Illinois Public Pension Amendment, 2012

Results
| Choice | Votes | % |
| Yes | 2,436,051 | 56.16% |
| No | 1,901,837 | 43.84% |
| Valid votes | 4,337,888 | 100.00% |
| Invalid or blank votes | 0 | 0.00% |
| Total votes | 4,337,888 | 100.00% |
| Yes 60–70% 50–60% | No 60–70% 50–60% |

= Illinois Public Pension Amendment =

Proposed amendment to Illinois state constitution

The Illinois Public Pension Amendment was a proposed amendment to the Illinois state constitution. On November 6, 2012, Illinois voters rejected it in a statewide referendum, failing both the 60% threshold and 50% threshold among all ballots cast.

A legislatively referred constitutional amendment, if approved, would have amended the Constitution of Illinois. The measure would have made it so that a three-fifths approval would be required by the General Assembly, city councils, and school districts that wish to increase the pension benefits of their employees.

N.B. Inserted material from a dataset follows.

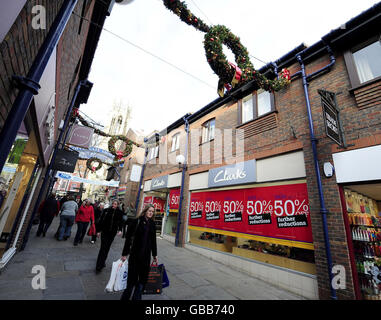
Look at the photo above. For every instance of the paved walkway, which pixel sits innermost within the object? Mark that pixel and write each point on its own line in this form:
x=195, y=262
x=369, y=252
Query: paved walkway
x=70, y=273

==Passage in the state legislature==
In the legislature, the bill that referred the amendment to voters was entitled "HJRCA 49 (2012)" and was sponsored by Michael Madigan. It was required that, in order to qualify for the ballot, the measure be approved by 60% approval of both the Illinois House of Representatives and the Illinois Senate. On April 18, 2012, it passed the House unanimously, 113–0. On May 3, 2012, the bill passed the Senate, 51–2.

==Referendum==
The amendment was referred to the voters in a referendum during the general election of 2012 Illinois elections on November 6, 2012.

===Ballot language===
The ballot text read,
Upon approval by the voters, the proposed amendment, which takes effect on January 9, 2013, adds a new section to the General Provisions Article of the Illinois Constitution. The new section would require a three-fifths majority vote of each chamber of the General Assembly or the governing body of a unit of local government, school district, or pension or retirement system, in order to increase a benefit under any public pension or retirement system. At the general election to be held on November 6, 2012, you will be called upon to decide whether the proposed amendment should become part of the Illinois Constitution.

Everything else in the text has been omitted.